Aos 67 anos, Alice exibe uma profícua carreira: publicou mais de 20
livros, entre poesias, haicais e prosa; escreveu letras de música para nomes
como Arnaldo Antunes, Zélia Duncan, Ná Ozzetti e Alzira Espíndola – com
quem lançou o disco Paralelas, em 2005; traduziu haicais do japonês para o
português; e escreveu ensaios sobre a condição feminina. Devido à
amplitude e diversidade de seu trabalho, ela está entre os autores convidados
a representar a literatura contemporânea brasileira na Feira de Livros de
Frankfurt, a mais importante do mercado editorial mundial, que será
realizada entre 9 e 13 de outubro deste ano. “Ela é uma escritora com
reconhecida importância no cenário da literatura brasileira, com uma poesia
que desenvolveu uma linguagem de extrema concisão, apropriando-se do
haicai e conferindo a esse gênero japonês (que ajudou a difundir no Brasil,
ao lado de Paulo Leminski) um sentido irônico, crítico, não raro mordaz”,
escreveu, por e-mail, Manuel da Costa Pinto, crítico literário e um dos
curadores da seleção de autores convidados.
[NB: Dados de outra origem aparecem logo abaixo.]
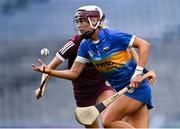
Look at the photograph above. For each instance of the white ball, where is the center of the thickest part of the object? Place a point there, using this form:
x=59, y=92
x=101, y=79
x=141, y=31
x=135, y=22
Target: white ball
x=44, y=52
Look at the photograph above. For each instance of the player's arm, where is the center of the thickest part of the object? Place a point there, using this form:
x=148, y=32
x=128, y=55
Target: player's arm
x=135, y=56
x=69, y=74
x=143, y=52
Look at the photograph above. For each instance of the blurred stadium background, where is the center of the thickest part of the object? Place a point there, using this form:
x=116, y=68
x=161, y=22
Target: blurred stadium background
x=27, y=26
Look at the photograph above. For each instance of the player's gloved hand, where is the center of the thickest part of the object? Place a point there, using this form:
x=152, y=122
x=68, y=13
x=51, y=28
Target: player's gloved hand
x=152, y=80
x=42, y=68
x=135, y=81
x=39, y=93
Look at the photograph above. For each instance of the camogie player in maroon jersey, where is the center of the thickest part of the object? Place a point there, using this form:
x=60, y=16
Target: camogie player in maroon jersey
x=90, y=87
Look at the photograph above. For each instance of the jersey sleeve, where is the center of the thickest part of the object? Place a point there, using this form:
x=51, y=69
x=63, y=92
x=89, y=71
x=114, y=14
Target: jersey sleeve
x=82, y=54
x=66, y=51
x=126, y=40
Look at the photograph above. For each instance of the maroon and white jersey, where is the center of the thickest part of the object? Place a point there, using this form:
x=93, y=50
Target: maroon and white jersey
x=89, y=80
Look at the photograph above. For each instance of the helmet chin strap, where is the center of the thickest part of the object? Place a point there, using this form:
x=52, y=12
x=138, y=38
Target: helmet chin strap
x=88, y=34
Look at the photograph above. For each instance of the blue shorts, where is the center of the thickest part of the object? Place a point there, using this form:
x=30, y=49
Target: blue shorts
x=142, y=93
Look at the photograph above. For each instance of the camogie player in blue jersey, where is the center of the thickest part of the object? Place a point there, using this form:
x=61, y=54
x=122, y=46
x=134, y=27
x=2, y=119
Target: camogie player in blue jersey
x=109, y=51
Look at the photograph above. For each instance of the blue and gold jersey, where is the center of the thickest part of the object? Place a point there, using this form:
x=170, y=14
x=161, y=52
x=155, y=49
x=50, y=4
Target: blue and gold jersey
x=110, y=55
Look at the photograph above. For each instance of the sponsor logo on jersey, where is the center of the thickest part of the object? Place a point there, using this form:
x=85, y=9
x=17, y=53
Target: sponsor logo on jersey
x=106, y=49
x=91, y=54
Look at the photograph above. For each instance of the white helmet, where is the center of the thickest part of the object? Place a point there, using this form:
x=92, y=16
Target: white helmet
x=88, y=12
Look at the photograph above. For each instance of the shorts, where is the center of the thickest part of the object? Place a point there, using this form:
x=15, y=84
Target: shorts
x=142, y=94
x=91, y=99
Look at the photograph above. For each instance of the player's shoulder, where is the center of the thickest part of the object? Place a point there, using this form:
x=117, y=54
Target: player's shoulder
x=76, y=39
x=111, y=32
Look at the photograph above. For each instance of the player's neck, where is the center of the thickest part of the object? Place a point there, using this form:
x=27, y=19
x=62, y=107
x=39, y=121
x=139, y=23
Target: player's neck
x=94, y=36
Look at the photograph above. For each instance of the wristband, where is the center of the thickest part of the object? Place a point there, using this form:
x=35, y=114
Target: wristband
x=138, y=70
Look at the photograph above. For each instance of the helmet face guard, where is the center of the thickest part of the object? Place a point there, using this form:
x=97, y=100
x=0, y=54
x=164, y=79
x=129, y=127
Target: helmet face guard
x=85, y=14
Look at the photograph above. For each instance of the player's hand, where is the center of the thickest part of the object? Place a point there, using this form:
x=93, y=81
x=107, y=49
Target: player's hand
x=39, y=93
x=135, y=81
x=152, y=80
x=42, y=68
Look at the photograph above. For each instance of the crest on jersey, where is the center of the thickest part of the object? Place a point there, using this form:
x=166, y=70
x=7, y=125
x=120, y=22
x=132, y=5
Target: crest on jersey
x=91, y=53
x=106, y=48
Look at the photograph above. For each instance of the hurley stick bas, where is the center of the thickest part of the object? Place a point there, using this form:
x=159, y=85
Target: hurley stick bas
x=87, y=115
x=41, y=87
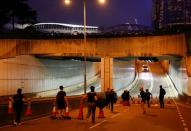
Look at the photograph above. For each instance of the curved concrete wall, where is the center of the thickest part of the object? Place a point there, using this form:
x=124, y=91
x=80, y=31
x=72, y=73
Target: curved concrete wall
x=37, y=74
x=178, y=74
x=123, y=73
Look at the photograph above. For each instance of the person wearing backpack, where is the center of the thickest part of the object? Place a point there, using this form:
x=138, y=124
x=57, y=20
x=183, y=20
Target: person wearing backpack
x=18, y=100
x=112, y=99
x=162, y=92
x=148, y=96
x=61, y=102
x=92, y=98
x=143, y=99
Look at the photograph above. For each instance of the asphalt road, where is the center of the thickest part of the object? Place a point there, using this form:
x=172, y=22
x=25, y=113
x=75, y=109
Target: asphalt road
x=123, y=119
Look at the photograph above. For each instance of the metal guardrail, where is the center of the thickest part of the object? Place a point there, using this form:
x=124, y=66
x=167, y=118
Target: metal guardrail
x=40, y=107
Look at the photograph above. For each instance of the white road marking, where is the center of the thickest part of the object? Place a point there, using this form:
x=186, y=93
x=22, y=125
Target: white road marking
x=115, y=115
x=184, y=105
x=97, y=124
x=186, y=129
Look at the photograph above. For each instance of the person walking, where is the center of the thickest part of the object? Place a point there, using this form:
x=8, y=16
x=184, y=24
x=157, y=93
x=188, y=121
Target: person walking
x=148, y=96
x=143, y=99
x=18, y=100
x=107, y=95
x=61, y=102
x=162, y=92
x=92, y=98
x=126, y=97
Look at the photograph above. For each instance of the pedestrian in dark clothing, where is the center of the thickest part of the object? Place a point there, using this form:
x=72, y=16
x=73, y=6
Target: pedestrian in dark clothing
x=112, y=99
x=107, y=97
x=148, y=96
x=162, y=92
x=126, y=97
x=143, y=100
x=61, y=102
x=92, y=98
x=18, y=106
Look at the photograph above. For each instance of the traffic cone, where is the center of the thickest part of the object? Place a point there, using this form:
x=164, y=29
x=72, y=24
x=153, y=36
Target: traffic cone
x=151, y=102
x=66, y=114
x=133, y=100
x=80, y=115
x=28, y=110
x=10, y=106
x=54, y=111
x=169, y=102
x=101, y=114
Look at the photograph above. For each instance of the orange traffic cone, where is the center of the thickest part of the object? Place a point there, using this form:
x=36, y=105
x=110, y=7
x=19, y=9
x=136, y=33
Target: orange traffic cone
x=54, y=111
x=169, y=102
x=101, y=114
x=28, y=110
x=10, y=106
x=151, y=102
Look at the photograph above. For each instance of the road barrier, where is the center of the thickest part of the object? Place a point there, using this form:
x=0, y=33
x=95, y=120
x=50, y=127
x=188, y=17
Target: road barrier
x=45, y=106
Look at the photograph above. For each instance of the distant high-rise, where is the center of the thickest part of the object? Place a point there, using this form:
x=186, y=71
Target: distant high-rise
x=169, y=14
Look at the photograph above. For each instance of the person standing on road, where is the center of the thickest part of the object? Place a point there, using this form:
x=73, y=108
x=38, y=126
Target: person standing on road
x=148, y=96
x=143, y=99
x=107, y=94
x=126, y=97
x=18, y=106
x=162, y=92
x=92, y=98
x=61, y=102
x=112, y=99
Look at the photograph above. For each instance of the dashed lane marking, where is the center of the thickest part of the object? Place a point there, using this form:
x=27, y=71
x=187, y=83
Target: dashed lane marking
x=185, y=129
x=115, y=115
x=184, y=105
x=97, y=124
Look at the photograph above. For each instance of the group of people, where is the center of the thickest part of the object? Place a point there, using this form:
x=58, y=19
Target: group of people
x=111, y=98
x=145, y=97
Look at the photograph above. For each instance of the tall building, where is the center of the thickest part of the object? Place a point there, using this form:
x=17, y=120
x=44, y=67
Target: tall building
x=169, y=14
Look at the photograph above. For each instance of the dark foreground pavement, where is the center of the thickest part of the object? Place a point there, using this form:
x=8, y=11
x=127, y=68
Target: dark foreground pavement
x=123, y=119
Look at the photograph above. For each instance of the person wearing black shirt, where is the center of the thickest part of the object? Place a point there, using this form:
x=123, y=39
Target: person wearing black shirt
x=92, y=98
x=126, y=97
x=148, y=96
x=107, y=97
x=143, y=100
x=112, y=99
x=61, y=102
x=162, y=92
x=18, y=106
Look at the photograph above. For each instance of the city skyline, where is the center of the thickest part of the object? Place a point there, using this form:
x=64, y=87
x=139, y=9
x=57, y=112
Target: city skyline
x=113, y=13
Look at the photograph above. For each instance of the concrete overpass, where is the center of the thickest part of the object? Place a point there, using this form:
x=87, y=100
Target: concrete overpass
x=105, y=48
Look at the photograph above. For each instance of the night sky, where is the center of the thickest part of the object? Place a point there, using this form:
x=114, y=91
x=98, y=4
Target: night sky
x=113, y=13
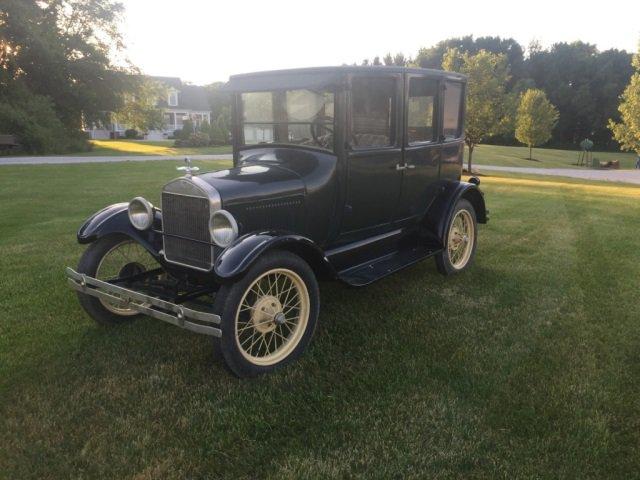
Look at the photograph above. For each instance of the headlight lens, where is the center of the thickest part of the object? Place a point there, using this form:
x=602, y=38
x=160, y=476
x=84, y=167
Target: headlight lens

Ele cita o livro de haicais
Desorientais (Iluminuras), publicado em 1996, como o que melhor sintetiza
a obra da autora. Entre seus últimos lançamentos, merece destaque Dois em
um (Iluminuras), vencedor do Prêmio Jabuti de Poesia de 2009, que reúne as
obras Vice-versos (1988), Pelos pelos (1984), Navalhanaliga (1980),
Rimagens (1985) e Paixão xama paixão (1983).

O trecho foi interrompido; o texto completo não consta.